Below are recommended best practices that can help build a habit of fact-checking among employees:

  1. Teach, not tell: Simply advising employees to fact-check will not serve the purpose. Teach them how to do it – to diversify their sources of information, to follow the evidence, to understand the context, to look for updates, to be open to having their views challenged, to practice the SIFT method (Stop, Investigate the source, Find better coverage, Trace claims to the original source) prior to sharing or clicking on links.
  2. Share fact-checking resources:  There are many fact-checking resources employees can use to cross-reference information. Popular ones include: Snopes, Politifact, AllSidesMedia, NPR Fact Check, and Quote Investigator. Remind employees that fact-checking resources are an aid, not a substitute for, critical thinking. Stress the importance of fact-checking and reporting phishing attacks and disinformation.
  3. Run games and contests: Don’t make your awareness training sessions a snoozefest. Try to make training fun and engaging. Run fact-checking challenges: Choose a controversial topic and ask employees to find the most reliable source in 10 minutes. Conduct social media scavenger hunts: How many emotionally manipulating social media posts can you find in 5 minutes. Gamify verification of a viral video: Choose a viral video and ask employees to trace its origin.

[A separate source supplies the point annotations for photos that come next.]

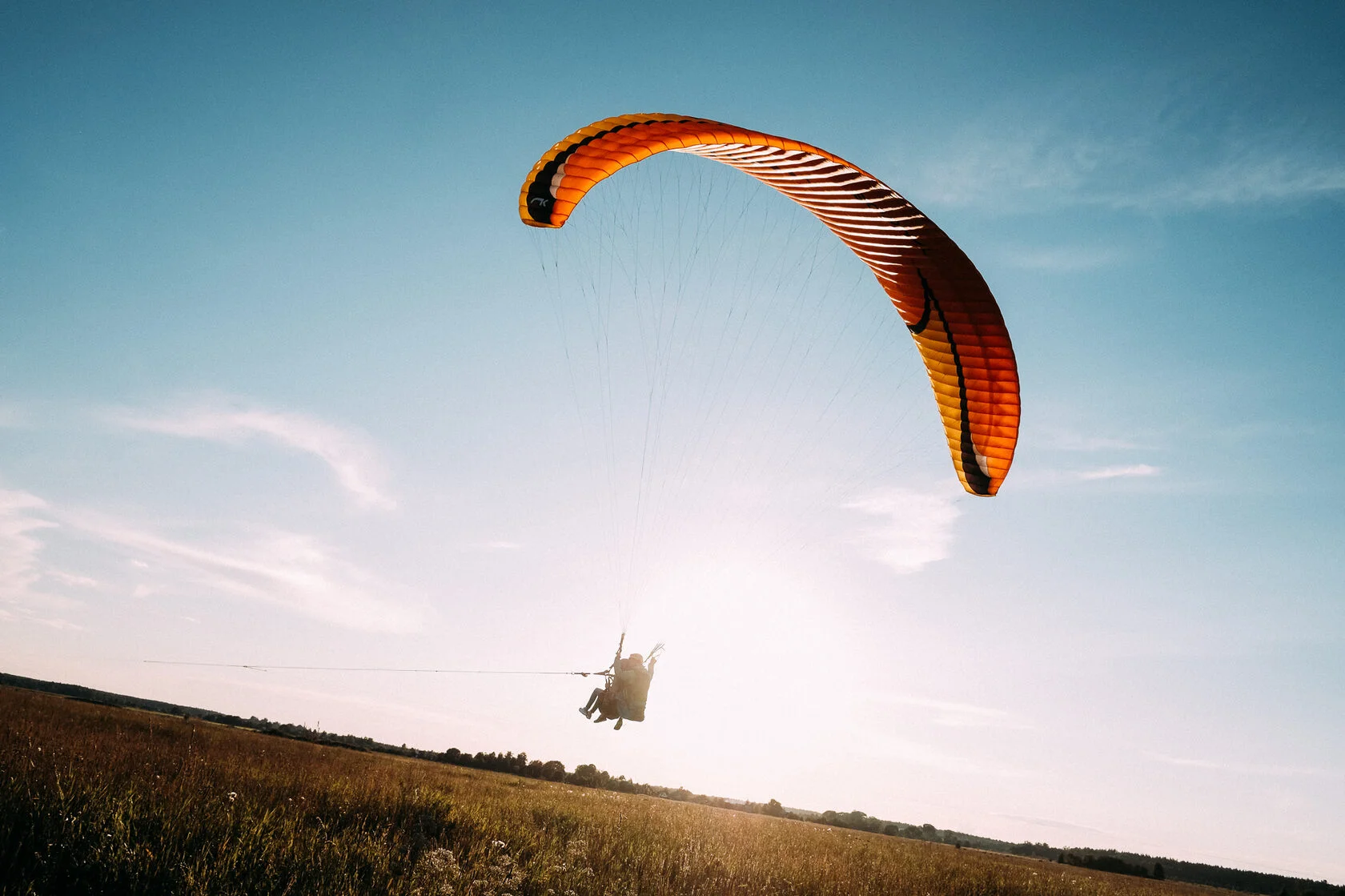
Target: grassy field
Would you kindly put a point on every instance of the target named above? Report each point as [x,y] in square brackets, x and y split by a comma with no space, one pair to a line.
[113,801]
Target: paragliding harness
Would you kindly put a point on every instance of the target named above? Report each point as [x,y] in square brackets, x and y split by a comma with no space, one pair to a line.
[612,702]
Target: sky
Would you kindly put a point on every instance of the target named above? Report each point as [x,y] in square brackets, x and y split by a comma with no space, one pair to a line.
[284,380]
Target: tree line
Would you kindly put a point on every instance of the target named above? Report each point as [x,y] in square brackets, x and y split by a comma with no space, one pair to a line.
[588,775]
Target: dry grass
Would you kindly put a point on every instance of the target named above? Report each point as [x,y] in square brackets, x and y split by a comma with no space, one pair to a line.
[112,801]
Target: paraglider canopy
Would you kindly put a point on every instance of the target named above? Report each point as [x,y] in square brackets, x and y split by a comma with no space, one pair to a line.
[939,294]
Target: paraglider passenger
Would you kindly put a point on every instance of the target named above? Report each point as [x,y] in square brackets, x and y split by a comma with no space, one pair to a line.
[626,693]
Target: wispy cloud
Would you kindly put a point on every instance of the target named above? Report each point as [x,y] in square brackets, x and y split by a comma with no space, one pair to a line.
[915,529]
[1063,259]
[1050,822]
[19,546]
[350,455]
[490,546]
[1246,769]
[292,571]
[955,715]
[1121,471]
[22,571]
[1072,440]
[1157,151]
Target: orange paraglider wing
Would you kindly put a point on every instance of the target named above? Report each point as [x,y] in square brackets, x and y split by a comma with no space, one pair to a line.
[939,294]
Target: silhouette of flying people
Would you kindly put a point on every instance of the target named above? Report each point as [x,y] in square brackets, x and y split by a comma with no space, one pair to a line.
[626,692]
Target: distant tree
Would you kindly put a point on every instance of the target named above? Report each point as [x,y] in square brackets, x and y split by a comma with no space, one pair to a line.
[585,775]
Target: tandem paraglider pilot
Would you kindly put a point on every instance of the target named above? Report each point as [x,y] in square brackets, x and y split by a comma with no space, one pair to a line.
[626,692]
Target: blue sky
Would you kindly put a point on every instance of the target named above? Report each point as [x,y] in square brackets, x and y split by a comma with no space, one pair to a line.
[281,381]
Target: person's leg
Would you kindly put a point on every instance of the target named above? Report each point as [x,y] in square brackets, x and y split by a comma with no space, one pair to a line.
[591,704]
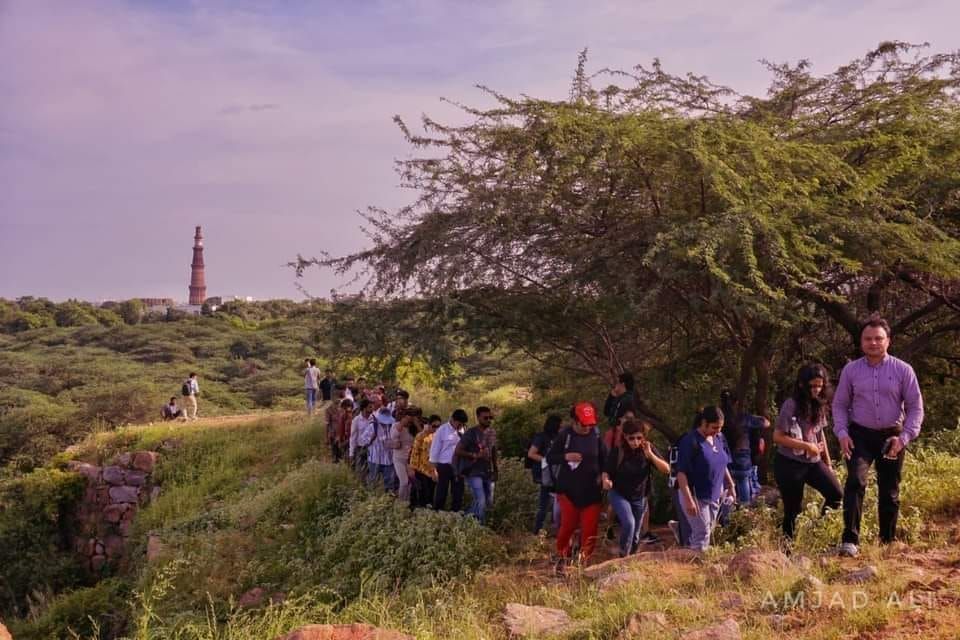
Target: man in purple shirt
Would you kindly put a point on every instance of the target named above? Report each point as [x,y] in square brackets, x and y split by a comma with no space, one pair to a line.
[877,411]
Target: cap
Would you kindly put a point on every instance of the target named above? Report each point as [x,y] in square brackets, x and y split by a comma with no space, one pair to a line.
[585,414]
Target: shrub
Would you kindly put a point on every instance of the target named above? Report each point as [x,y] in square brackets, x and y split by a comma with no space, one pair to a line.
[33,508]
[379,545]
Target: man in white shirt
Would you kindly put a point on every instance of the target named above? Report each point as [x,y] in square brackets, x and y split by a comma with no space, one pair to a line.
[445,442]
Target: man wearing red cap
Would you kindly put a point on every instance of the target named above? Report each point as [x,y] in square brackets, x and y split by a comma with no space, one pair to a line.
[580,455]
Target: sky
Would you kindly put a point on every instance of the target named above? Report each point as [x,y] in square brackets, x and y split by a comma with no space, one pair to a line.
[126,123]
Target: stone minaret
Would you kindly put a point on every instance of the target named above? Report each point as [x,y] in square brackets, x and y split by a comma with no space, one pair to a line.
[198,286]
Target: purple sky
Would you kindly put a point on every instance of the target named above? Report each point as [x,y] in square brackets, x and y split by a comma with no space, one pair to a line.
[123,124]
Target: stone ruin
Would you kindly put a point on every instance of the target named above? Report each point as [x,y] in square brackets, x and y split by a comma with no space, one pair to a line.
[104,515]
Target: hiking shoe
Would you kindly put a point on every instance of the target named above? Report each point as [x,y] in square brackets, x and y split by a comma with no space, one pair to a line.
[675,529]
[650,538]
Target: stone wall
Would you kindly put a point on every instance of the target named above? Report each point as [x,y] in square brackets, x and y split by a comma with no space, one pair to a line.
[104,516]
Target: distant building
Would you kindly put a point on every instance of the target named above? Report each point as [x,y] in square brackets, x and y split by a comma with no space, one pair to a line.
[198,283]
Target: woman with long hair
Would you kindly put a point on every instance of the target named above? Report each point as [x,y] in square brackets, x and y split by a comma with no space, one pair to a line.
[802,455]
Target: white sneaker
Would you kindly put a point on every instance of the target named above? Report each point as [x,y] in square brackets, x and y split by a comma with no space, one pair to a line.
[675,529]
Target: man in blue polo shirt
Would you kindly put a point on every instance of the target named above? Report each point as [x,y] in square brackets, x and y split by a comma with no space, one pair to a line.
[702,474]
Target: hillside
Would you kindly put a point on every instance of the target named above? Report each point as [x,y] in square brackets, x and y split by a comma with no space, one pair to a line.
[253,533]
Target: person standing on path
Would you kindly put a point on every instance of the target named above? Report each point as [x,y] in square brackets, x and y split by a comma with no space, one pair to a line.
[311,384]
[877,412]
[190,391]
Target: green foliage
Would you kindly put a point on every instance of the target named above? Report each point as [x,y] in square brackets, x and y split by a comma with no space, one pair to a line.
[33,511]
[380,545]
[92,612]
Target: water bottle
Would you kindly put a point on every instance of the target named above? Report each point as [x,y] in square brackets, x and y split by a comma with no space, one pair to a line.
[796,432]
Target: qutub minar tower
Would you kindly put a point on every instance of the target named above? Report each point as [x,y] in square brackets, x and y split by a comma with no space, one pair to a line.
[198,285]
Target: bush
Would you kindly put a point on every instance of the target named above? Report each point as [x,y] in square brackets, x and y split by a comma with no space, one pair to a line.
[34,552]
[379,545]
[94,612]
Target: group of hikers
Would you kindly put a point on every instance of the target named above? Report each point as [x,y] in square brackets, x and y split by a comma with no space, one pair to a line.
[876,409]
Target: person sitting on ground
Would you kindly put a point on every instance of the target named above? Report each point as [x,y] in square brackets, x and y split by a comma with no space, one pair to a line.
[171,411]
[702,475]
[581,456]
[626,477]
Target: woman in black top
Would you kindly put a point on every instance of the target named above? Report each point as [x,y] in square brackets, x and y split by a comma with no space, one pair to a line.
[626,476]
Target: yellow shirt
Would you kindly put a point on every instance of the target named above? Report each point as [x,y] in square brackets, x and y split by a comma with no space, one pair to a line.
[420,453]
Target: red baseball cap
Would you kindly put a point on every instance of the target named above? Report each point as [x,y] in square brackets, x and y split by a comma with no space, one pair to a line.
[585,413]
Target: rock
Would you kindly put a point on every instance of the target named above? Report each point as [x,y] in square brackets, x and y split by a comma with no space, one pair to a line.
[344,632]
[642,625]
[729,629]
[114,512]
[134,478]
[730,600]
[123,494]
[144,461]
[866,574]
[811,583]
[113,546]
[89,471]
[155,548]
[601,569]
[525,621]
[750,563]
[252,598]
[619,579]
[113,475]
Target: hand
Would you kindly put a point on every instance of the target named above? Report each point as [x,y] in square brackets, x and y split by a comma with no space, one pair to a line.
[846,446]
[896,447]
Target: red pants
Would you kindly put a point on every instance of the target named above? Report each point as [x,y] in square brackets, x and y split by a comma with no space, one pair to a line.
[586,518]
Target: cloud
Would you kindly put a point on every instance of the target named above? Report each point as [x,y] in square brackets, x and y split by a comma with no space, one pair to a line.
[124,123]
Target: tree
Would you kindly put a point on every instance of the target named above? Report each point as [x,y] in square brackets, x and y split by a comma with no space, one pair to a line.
[674,227]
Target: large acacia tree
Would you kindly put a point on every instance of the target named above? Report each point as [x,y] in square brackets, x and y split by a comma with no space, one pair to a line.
[666,224]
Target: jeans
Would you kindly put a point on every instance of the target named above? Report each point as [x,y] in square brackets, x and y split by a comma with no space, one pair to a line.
[792,475]
[482,491]
[385,470]
[548,500]
[571,517]
[701,525]
[448,482]
[867,450]
[630,514]
[742,470]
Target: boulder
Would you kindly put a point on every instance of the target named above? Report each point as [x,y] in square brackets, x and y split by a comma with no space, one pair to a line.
[144,461]
[134,478]
[866,574]
[750,563]
[534,622]
[729,629]
[89,471]
[155,548]
[113,475]
[344,632]
[114,512]
[123,494]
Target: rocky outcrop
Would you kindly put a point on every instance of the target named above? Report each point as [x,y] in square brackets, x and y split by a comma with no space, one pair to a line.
[104,517]
[344,632]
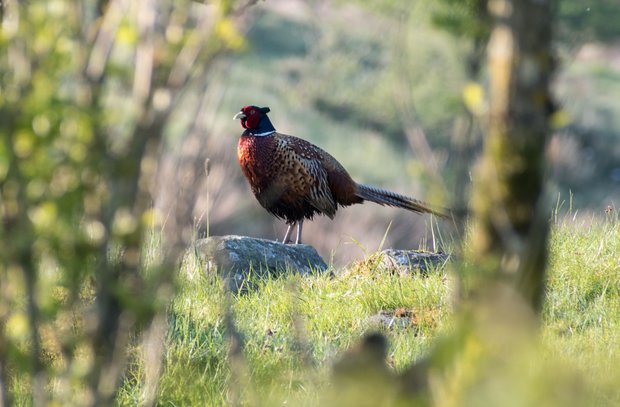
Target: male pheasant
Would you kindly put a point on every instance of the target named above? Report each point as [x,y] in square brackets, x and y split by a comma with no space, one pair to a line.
[294,179]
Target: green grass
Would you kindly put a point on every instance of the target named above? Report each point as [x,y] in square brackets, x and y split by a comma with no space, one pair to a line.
[294,328]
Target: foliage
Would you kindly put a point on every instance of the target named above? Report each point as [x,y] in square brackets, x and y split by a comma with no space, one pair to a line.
[591,20]
[87,91]
[295,329]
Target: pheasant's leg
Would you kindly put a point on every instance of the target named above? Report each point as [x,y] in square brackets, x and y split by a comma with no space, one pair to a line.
[287,236]
[299,225]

Nurture a Culture of Shared Responsibility

Fact-checking is a small but crucial part of an overarching culture of cybersecurity. The security team is not the only group that must live and breathe security; employees and business leaders must also do the same. As always, the more you practice something, the more it will become second nature. To cultivate such a shared culture, organizations must leverage the power of people, process, and training by making cybersecurity a pillar of the business strategy.